Unlike previously, when he said that it would be "haram" or illegal to hold English lessons, Musliar made it clear that his ministry would not stop schools from offering the subject to pupils."

Brits "lazy" when it comes to learning foreign languages

Brits "lazy" when it comes to learning foreign languages
By David Howells | 21 Nov 2012                       
Brits have been dubbed "lazy linguists" after many admitted not learning the language of the country to which they're headed, reports.
A new poll published by foreign exchange provider VIDAFX found that just one in ten British travellers make any effort to learn snippets of the language before heading to another country.

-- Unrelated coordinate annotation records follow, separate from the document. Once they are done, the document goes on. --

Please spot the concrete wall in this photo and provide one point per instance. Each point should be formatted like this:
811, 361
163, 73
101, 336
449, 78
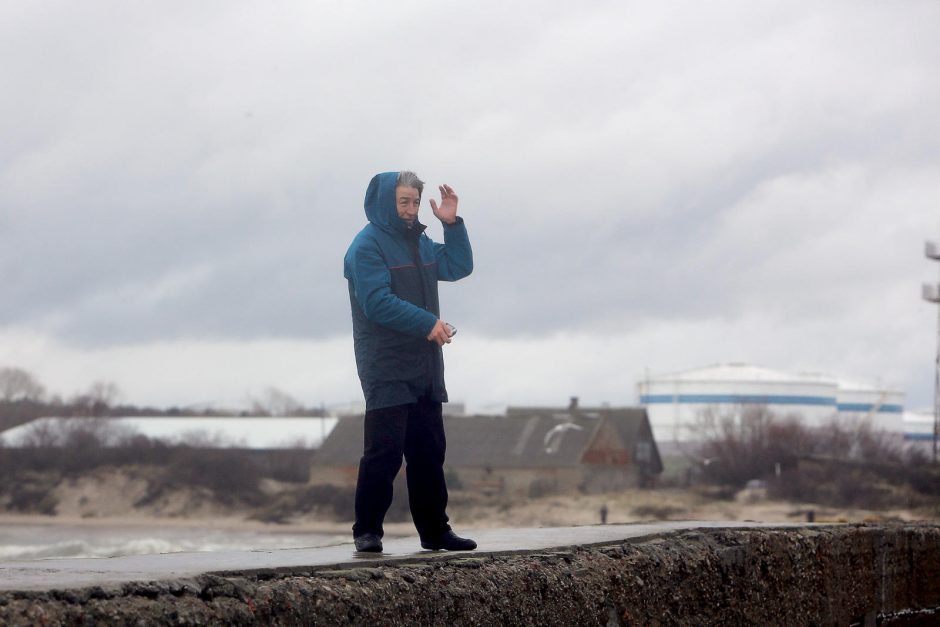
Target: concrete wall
824, 575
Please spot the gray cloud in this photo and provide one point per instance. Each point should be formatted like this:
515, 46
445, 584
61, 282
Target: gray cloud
196, 171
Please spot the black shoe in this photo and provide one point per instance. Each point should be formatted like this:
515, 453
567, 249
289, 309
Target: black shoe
449, 541
368, 543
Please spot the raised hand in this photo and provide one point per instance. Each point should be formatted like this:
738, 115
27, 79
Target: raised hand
447, 212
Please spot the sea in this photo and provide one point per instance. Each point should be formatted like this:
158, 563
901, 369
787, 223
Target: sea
20, 542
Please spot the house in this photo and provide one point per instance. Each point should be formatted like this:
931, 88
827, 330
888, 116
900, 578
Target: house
528, 452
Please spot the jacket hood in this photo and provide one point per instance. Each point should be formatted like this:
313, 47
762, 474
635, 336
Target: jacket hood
380, 203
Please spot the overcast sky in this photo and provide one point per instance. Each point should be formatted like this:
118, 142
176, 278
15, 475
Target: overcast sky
648, 187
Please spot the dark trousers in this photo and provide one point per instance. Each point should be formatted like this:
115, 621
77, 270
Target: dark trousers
417, 432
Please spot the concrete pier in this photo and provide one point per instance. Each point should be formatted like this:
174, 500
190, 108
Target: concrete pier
664, 573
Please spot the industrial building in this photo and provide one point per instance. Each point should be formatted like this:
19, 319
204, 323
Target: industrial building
676, 402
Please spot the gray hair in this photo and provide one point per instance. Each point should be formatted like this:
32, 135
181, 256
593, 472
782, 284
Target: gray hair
407, 178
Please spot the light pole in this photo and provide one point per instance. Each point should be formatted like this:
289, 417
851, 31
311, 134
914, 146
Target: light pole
931, 293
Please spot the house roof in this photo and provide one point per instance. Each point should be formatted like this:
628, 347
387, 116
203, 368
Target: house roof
524, 438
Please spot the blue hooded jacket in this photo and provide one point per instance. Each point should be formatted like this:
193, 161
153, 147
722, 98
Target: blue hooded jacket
392, 272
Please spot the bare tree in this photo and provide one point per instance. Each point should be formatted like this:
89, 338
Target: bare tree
17, 384
100, 397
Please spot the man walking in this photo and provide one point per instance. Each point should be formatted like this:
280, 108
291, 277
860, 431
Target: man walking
392, 269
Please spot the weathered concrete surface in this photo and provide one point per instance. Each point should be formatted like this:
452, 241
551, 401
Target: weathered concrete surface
50, 574
836, 574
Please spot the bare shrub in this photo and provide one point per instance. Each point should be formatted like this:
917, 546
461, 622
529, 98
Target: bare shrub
749, 444
841, 463
232, 475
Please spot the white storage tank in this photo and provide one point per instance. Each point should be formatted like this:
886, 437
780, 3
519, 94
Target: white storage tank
675, 402
880, 405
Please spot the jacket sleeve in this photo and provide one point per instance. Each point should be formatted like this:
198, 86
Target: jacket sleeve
454, 256
371, 283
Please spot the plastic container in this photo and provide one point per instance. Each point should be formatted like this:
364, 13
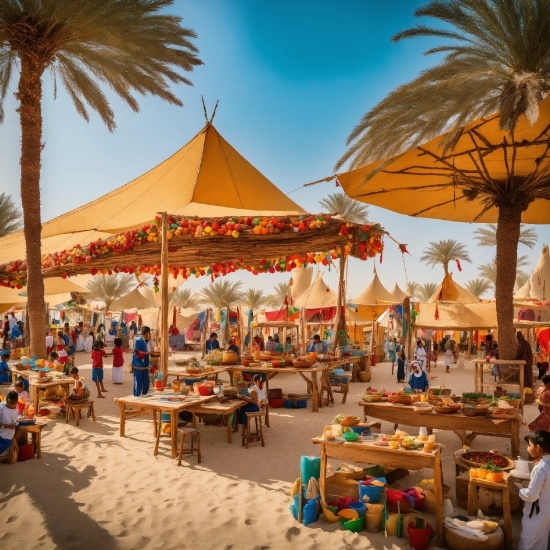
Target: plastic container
359, 507
310, 466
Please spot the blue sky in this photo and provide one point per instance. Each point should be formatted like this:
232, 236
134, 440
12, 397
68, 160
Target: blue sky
293, 78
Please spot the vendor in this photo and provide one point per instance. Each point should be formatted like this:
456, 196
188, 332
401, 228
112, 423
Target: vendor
418, 379
140, 362
212, 343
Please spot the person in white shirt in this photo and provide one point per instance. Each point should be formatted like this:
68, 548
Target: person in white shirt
8, 416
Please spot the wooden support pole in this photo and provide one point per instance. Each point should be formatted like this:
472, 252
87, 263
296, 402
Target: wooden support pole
164, 299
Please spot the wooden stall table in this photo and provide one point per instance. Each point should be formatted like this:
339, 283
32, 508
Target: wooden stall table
509, 368
223, 409
467, 428
180, 372
392, 458
313, 385
157, 403
36, 433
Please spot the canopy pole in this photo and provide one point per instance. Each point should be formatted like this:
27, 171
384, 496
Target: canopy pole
164, 299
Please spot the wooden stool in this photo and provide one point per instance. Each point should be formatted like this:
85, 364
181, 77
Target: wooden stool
75, 408
493, 486
250, 436
194, 433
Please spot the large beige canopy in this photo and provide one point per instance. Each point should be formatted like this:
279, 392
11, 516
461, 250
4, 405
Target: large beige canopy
318, 295
457, 316
374, 292
449, 291
139, 298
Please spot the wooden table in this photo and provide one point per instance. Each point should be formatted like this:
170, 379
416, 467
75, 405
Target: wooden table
467, 428
156, 403
182, 372
321, 369
509, 368
223, 409
392, 458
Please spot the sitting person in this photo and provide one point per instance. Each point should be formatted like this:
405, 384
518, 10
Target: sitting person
289, 348
53, 363
418, 380
80, 390
23, 396
233, 346
542, 422
4, 369
8, 417
270, 345
256, 399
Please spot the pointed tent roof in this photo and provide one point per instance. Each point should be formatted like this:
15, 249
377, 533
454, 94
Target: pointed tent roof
398, 294
374, 291
206, 177
136, 299
318, 295
449, 291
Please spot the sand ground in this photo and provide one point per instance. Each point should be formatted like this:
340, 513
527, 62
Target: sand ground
95, 490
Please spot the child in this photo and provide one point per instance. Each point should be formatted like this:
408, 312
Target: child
8, 416
23, 397
4, 369
80, 390
98, 354
542, 422
118, 361
52, 362
535, 524
418, 379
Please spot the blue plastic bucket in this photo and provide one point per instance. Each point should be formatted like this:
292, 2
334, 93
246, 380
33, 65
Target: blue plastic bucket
371, 491
310, 466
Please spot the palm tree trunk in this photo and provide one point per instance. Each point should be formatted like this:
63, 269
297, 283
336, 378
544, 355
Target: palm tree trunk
508, 228
29, 95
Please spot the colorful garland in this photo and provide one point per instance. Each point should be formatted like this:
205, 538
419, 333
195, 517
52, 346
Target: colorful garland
363, 241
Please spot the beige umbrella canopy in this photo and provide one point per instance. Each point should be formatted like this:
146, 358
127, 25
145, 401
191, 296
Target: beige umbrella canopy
318, 295
449, 291
374, 292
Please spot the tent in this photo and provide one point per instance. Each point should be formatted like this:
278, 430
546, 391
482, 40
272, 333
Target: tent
317, 296
139, 298
374, 292
449, 291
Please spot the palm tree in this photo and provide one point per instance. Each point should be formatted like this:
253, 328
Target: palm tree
478, 287
498, 60
183, 297
350, 209
425, 291
222, 294
412, 288
487, 236
521, 278
253, 299
10, 215
128, 46
443, 252
108, 288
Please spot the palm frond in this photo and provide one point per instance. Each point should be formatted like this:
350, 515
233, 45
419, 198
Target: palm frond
10, 215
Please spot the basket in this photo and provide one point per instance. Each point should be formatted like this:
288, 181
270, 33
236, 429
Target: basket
275, 393
372, 398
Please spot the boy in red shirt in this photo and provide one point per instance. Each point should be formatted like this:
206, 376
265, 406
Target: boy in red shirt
98, 353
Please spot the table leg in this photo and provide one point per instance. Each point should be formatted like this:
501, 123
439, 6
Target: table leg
122, 414
514, 437
174, 432
229, 428
438, 490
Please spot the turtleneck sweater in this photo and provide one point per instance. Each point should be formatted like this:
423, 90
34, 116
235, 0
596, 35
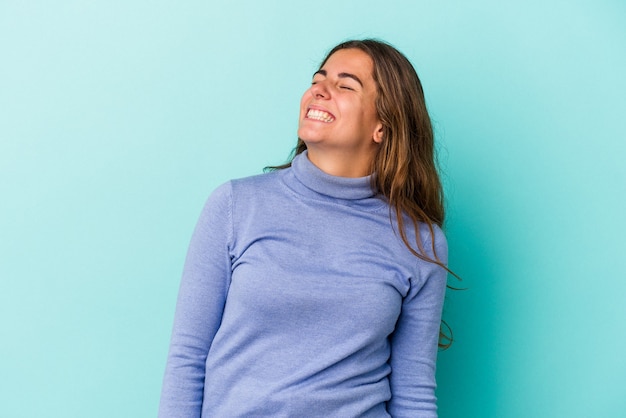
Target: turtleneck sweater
299, 299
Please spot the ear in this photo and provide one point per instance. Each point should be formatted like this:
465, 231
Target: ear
378, 133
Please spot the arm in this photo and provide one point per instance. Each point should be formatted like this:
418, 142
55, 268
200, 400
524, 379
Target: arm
414, 341
199, 308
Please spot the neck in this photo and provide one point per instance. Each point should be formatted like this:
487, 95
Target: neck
340, 164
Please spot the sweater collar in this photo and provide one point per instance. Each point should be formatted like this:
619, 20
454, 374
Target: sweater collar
338, 187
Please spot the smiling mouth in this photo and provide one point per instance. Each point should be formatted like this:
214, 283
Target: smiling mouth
320, 115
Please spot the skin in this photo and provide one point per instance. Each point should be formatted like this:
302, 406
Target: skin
343, 94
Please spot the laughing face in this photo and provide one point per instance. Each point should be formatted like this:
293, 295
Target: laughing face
338, 113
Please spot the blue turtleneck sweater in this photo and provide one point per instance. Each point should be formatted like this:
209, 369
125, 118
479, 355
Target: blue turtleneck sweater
298, 299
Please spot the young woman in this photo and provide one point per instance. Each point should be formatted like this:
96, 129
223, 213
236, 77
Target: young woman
316, 290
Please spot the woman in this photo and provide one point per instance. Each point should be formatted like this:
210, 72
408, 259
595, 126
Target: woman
316, 290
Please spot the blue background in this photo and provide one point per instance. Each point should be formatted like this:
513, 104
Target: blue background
118, 118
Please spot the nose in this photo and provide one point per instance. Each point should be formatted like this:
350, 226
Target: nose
319, 90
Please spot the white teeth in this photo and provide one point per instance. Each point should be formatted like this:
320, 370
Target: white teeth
319, 115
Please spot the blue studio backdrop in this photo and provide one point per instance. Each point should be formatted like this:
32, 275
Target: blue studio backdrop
118, 118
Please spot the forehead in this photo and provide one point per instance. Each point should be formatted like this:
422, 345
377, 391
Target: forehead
353, 61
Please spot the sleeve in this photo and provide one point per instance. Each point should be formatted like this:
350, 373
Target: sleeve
201, 299
414, 343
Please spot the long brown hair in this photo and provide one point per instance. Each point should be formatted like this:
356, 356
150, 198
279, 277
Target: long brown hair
405, 163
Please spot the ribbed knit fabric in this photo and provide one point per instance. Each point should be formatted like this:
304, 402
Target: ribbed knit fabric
298, 299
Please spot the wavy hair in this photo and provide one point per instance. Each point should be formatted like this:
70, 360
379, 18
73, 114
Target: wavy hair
405, 163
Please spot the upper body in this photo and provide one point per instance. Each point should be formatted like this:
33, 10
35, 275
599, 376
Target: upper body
317, 290
299, 299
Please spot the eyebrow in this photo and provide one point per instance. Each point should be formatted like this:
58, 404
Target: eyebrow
340, 75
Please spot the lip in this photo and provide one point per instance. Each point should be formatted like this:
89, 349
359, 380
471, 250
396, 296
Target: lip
321, 108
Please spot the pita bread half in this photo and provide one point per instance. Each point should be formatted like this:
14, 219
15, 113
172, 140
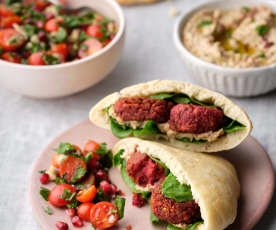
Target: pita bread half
99, 117
213, 180
135, 2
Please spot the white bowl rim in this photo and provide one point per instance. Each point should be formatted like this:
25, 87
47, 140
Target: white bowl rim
117, 37
178, 42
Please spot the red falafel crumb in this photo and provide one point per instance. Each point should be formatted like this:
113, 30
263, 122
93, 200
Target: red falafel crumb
187, 118
143, 169
143, 109
169, 210
138, 200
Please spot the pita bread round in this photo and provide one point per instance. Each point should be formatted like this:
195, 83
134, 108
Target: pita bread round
99, 117
135, 2
213, 180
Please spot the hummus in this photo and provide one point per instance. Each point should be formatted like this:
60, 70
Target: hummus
239, 38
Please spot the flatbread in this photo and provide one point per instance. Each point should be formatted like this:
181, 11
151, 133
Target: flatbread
135, 2
99, 117
213, 180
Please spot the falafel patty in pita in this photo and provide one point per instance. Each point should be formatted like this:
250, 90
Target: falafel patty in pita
176, 113
187, 190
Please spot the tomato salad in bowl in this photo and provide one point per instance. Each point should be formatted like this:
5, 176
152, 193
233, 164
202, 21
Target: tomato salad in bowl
82, 186
37, 32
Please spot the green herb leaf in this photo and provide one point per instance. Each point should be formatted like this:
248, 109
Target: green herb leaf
120, 204
79, 173
44, 192
262, 30
117, 160
162, 96
119, 130
48, 210
129, 181
205, 23
171, 188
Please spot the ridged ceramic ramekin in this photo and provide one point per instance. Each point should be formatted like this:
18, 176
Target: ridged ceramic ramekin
242, 82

In total, just five per cent said they would learn the translations for simple words such as hello, please, thank you, water and beer. A further five per cent said they would learn more complex words and phrases.

Whilst the results show a disinterest in interacting from British travellers, it also highlights potential risks for those using hire cars when on holiday as their poor grasp of the native language could cause trouble when out and about on the roads.

When quizzed on exactly why they don't take the time to learn the language, many claimed it was simply because English is so widely spoken outside of the UK. This, they said, meant there was "no point" in learning another language. Others, meanwhile, blamed shyness for not learning, with many fearing they'd be embarrassed by incorrect use of words or mispronunciation. "English tourists are renowned the world over for being particularly poor at languages," a spokesperson for VIDAFX told

"While for many holidaymakers there really is no need as such to learn the local language, it was good to report that one in 20 tourists tried their best to communicate with locals - regardless of whether they could've got by without doing so."

Comment: One in 20, huh? Good news indeed.